The coronavirus lockdown has challenged basic assumptions that have driven urban economics for the past several decades. It has been assumed that firms will cluster together to take advantage of agglomeration economics. That is, seek out areas with thick labor pools they can draw on. Workers have responded by flocking to places like San Francisco, San Jose and Seattle. But if the work-at-home, Zoom meeting experience has broken those assumptions, both firms and workers in technology businesses may feel that moving to a smaller community will not be threatening to their business or their career. It will be many years before we know if the new styles of work have stuck, or if firms and workers go back to their original patterns.
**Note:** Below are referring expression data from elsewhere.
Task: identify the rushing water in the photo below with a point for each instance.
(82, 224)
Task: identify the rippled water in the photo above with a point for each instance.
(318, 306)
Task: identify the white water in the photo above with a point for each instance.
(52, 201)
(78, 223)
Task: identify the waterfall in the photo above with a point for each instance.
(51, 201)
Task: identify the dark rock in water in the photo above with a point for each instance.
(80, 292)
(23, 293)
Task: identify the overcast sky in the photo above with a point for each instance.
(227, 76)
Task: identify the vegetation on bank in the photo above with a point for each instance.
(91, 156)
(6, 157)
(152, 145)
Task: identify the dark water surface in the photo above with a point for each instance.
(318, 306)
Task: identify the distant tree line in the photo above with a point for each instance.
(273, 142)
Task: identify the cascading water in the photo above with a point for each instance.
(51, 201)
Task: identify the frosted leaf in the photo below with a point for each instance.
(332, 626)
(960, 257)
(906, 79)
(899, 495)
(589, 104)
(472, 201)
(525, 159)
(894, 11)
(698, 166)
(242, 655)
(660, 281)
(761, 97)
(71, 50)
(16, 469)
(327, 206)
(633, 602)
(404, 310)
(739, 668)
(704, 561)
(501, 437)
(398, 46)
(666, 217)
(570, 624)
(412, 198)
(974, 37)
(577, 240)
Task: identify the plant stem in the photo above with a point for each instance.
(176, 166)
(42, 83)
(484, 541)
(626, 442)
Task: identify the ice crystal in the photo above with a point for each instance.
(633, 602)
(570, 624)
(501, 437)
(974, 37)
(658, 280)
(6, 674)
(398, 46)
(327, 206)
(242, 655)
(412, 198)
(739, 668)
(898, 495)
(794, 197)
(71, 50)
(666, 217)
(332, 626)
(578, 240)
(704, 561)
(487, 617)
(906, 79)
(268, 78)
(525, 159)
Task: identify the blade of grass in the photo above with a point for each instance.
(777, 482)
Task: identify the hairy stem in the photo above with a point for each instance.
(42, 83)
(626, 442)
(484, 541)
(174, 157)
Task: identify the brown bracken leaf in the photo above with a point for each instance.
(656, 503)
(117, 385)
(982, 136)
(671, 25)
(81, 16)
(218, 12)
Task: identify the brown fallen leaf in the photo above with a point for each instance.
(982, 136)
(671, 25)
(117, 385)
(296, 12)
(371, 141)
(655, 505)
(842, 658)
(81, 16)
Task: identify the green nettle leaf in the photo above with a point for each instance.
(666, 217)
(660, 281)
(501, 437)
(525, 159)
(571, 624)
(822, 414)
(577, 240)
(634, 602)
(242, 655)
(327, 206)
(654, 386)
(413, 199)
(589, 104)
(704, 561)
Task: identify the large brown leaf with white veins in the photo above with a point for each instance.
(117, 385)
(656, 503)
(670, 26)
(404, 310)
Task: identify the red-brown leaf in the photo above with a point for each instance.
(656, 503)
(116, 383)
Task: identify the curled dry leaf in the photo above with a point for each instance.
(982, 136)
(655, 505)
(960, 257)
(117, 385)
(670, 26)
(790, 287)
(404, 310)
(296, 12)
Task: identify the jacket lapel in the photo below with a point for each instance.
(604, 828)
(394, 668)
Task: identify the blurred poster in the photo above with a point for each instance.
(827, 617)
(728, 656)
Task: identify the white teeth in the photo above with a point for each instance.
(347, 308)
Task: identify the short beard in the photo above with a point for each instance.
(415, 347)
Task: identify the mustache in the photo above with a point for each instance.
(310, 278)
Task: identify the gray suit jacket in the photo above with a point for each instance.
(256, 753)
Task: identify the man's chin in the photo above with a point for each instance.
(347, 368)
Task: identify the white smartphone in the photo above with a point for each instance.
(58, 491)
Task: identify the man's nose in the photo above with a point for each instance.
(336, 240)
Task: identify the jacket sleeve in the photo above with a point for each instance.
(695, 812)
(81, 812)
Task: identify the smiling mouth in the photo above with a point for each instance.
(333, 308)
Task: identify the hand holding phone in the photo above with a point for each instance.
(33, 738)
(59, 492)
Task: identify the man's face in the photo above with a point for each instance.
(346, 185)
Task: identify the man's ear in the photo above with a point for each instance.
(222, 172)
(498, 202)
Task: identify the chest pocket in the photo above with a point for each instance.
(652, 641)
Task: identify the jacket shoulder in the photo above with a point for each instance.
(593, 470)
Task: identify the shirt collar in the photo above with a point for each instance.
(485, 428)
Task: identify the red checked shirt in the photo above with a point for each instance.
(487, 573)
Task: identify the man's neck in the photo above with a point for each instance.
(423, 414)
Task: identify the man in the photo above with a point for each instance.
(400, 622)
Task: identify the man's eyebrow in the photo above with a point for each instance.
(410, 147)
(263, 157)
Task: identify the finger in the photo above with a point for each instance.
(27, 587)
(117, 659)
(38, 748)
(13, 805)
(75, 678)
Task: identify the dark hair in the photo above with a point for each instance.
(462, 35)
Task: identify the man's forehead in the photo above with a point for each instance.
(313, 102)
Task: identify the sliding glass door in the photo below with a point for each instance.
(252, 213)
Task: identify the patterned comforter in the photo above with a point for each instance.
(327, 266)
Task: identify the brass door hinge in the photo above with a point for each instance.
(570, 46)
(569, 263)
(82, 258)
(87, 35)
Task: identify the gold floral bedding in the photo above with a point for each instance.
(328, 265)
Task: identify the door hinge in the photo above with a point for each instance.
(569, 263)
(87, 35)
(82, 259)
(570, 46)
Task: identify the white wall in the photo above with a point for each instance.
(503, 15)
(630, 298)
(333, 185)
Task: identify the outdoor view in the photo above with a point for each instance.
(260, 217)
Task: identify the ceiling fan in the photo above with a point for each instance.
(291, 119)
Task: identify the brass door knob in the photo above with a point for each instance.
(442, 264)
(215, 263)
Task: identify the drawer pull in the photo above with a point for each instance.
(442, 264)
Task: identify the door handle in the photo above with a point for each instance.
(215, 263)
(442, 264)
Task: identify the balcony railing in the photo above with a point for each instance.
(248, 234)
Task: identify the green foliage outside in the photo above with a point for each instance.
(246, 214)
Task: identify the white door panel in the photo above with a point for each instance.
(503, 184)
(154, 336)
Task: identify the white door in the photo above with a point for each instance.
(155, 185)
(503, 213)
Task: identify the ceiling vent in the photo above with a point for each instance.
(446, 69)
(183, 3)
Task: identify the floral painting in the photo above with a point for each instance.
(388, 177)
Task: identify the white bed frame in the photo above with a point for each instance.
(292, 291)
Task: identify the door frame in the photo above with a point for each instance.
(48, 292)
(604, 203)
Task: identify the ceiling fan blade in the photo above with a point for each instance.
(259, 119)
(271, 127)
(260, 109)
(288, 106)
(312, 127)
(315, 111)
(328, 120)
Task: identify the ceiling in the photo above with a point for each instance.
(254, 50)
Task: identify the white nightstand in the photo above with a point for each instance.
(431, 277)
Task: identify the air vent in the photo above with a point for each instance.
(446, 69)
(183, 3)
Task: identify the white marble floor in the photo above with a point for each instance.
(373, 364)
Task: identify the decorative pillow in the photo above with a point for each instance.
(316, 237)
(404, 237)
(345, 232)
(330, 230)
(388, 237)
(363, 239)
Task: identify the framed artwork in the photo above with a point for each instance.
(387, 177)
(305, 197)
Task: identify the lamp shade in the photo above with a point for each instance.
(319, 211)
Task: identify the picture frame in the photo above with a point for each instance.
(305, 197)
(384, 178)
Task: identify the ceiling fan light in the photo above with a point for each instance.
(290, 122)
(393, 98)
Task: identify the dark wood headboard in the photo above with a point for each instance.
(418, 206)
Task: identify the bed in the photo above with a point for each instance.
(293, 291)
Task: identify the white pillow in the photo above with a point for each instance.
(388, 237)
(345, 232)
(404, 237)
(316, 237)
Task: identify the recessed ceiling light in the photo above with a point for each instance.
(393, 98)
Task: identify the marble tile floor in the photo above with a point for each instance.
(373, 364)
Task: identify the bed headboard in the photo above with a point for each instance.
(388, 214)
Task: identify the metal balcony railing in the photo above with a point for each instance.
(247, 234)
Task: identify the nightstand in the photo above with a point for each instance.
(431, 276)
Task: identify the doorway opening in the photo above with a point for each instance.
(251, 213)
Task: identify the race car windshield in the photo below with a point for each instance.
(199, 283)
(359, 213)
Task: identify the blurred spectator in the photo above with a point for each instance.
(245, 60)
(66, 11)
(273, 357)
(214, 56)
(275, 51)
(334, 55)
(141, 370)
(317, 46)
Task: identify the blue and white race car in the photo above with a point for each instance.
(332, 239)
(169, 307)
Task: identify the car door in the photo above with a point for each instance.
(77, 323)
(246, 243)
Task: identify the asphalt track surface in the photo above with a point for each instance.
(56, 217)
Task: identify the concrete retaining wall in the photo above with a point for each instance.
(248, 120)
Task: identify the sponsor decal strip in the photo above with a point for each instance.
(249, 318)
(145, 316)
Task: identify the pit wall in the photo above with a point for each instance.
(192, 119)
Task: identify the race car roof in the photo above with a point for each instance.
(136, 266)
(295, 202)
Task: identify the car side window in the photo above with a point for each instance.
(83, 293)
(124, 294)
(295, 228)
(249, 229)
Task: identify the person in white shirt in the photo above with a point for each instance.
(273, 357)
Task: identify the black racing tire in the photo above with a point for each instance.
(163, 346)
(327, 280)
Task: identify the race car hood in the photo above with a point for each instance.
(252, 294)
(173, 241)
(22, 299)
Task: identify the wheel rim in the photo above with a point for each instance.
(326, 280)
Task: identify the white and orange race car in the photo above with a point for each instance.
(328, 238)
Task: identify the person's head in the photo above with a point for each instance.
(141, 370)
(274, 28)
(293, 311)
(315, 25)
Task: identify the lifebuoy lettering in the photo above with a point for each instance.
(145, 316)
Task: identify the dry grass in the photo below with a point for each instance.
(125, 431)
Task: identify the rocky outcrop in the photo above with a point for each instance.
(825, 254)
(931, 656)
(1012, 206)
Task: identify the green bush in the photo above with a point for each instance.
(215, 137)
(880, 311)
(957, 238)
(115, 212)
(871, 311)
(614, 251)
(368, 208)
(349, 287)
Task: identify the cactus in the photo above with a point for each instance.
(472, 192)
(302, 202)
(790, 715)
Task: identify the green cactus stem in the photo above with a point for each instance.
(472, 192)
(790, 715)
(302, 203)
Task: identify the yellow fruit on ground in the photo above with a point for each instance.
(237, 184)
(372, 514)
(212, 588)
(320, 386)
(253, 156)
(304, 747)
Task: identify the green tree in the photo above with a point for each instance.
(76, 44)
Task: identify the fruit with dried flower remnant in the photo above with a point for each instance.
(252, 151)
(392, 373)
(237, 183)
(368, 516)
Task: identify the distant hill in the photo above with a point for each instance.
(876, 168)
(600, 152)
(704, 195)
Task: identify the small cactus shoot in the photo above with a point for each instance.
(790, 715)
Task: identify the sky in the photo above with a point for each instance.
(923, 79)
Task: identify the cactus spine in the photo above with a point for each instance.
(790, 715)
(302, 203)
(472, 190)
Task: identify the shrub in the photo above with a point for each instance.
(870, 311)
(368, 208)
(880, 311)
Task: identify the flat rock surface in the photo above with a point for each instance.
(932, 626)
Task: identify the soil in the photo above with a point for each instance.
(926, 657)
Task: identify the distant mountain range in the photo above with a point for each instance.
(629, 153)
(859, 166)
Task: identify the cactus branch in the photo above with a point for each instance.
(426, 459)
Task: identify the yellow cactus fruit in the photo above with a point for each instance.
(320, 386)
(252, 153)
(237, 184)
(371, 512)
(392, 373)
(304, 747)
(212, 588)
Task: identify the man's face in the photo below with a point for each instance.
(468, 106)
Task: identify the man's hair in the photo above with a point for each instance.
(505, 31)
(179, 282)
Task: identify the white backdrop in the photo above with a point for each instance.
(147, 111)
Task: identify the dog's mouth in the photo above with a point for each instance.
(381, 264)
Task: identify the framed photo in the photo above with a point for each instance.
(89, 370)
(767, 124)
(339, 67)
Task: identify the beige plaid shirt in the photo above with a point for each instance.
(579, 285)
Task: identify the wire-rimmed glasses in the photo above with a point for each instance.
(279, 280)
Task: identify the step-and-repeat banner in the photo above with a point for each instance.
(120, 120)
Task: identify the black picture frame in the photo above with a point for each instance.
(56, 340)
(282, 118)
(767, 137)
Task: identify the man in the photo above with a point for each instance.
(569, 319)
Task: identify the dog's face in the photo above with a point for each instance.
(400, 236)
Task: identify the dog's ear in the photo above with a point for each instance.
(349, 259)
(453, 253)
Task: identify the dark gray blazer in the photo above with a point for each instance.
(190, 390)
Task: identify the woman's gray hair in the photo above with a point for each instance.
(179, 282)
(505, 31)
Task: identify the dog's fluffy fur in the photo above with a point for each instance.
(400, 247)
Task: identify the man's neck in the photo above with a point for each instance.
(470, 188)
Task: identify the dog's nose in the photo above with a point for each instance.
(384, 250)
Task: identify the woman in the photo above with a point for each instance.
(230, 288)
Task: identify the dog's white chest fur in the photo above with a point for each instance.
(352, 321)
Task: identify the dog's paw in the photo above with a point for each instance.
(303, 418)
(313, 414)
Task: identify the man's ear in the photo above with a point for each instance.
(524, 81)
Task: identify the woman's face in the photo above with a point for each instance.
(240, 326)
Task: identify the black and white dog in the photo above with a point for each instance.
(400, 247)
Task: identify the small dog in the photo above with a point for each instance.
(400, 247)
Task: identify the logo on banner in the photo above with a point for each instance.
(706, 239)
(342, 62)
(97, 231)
The crisis has also upended the entire “experience economy” that has evolved over the past few decades. As physical goods have become less expensive and tastes have changed, consumers with disposable income have been shifting spending to experiences. But many of those experiences involve crowds, indoor spaces and other features that make them feel far less safe at a time when the spread of virus is a fear. The experience economy is in for a major shift, and likely winners in this process will be places that offer open spaces and outdoor activities.
If these two trends –remote work and emphasis on outdoor activities–persist, the four metro areas described here could see even more interest than they have seen in the past five years.
- Albouy, D. and Stuart, B.A. (2020), URBAN POPULATION AND AMENITIES: THE NEOCLASSICAL MODEL OF LOCATION. International Economic Review, 61: 127-158. doi:10.1111/iere.12419
Burr Stewart says
Great work on these pieces about the new economy, Michael. My 34 year-old and her husband recently moved from San Francisco to Traverse City, Michigan, where he grew up, and they’ve already bought a beautiful house walking distance from the city center and the lake(s). They both are keeping their tech jobs, based in San Fran and working remotely, and loving it. Housing costs approx. one third of what they were paying in San Fran. We’ll see. The winter might be pretty cold. But that’s true in Boise and Spokane, too.